Going beyond intent classification to dynamic natural language-to-database query language translation.
~8 minute read
In our previous post, we talked about the current state of conversational AI and discussed the limitations of both intent classification and today’s machine learning technologies when it comes to database access. We know that new conversational technologies will only be successful in meeting the need for greater data accessibility if they are equipped to handle a level of complexity and flexibility that today’s systems can’t yet support.
The next step forward is going beyond intent classification, and creating a system that can learn to understand meaning, not just intent, in entire human phrases.
Machine learning models that are trained not only to understand individual words, but that are also capable of reasoning through the relationships between those words to decipher the meaning of an entire natural language query, can make using a conversational system an even more human experience.
This means the computer begins to recognize that “Who owes me?” is synonymous with other questions like “Who’s in debt to me?” and that these statements mean the querent is asking for information about outstanding invoices (as opposed to who hasn’t e-transferred their share of the dinner bill, which might be an equally relevant question in a different context).
Typically, database query language statements are used to search for specific information in a database when users are looking for answers to their questions.
Teaching a machine to fully understand meaning and decipher context in natural language isn’t easy.
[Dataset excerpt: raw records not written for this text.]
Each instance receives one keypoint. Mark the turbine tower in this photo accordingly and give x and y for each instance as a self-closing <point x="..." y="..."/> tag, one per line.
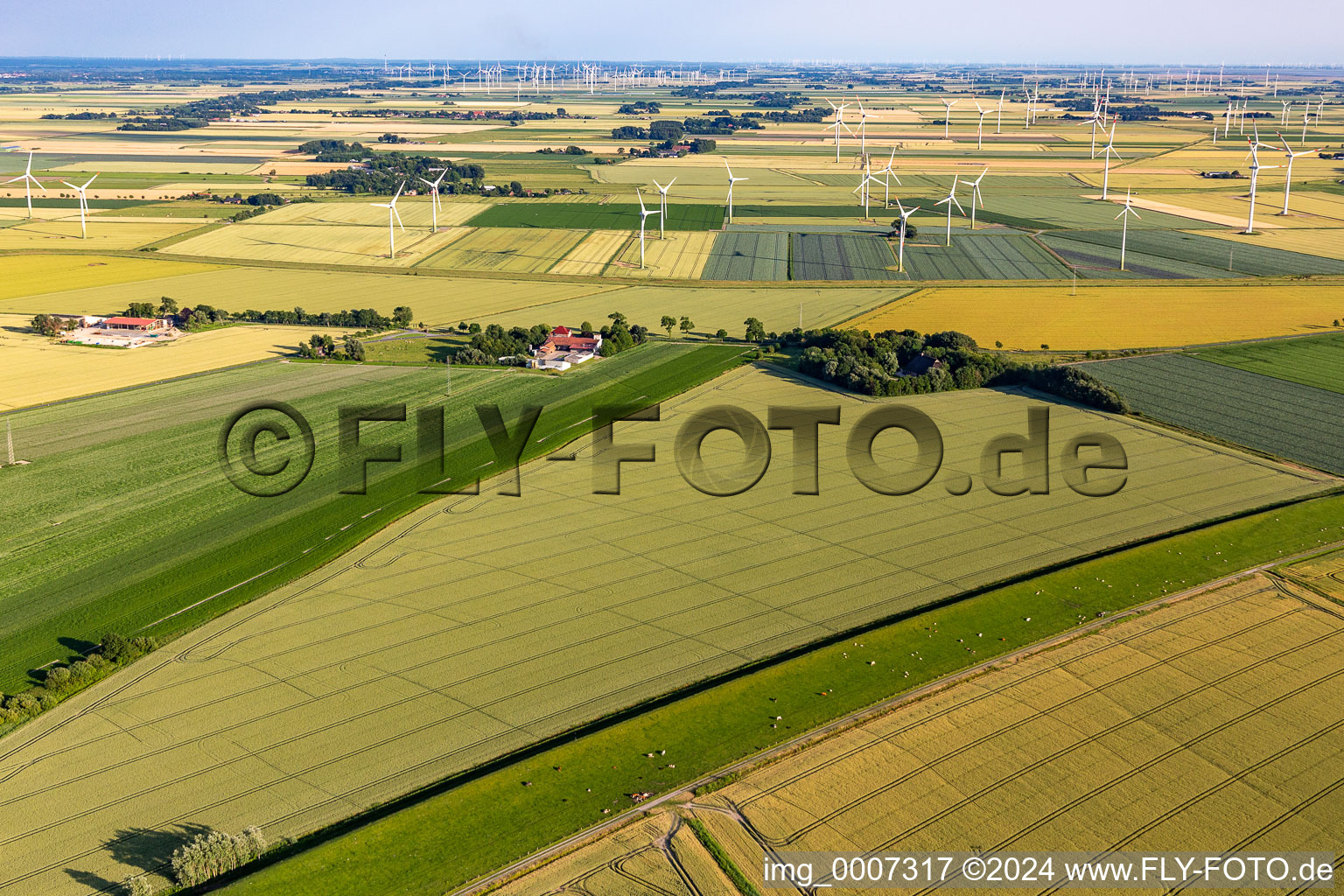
<point x="1106" y="153"/>
<point x="1124" y="228"/>
<point x="84" y="205"/>
<point x="905" y="216"/>
<point x="949" y="200"/>
<point x="393" y="213"/>
<point x="433" y="195"/>
<point x="29" y="180"/>
<point x="644" y="215"/>
<point x="663" y="203"/>
<point x="732" y="180"/>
Computers much prefer structured data, like programming language (code), to natural language, which is completely unstructured data: it doesn’t fit nicely into boxes and its rules are somewhat arbitrary.
In this article, we’ll discuss why it’s important to build conversational AI for database access and what ultimately makes a natural language-to-database query language translation system successful.
Translating Natural Language to Database Query Language
To a computer, the meaning behind natural language is irrelevant: it understands structured, precise commands and there’s no room for nuance or ambiguity. Computers run on rules, but the rules of human language are hard for even humans to fully understand or consistently abide by. What computers do understand is how to execute algorithms and code. They can execute actions based on the instructions given in this particular, structured form. To get a computer system to do what you want it to do, you need to speak its language.
Because computers can’t synthesize natural language the way humans can, when it comes to querying conversationally (using natural language), an intermediary step needs to occur between a computer’s receival of the human phrase and the subsequent action that stems from that request or command. Put simply, human language needs to be dynamically translated into the computer’s language.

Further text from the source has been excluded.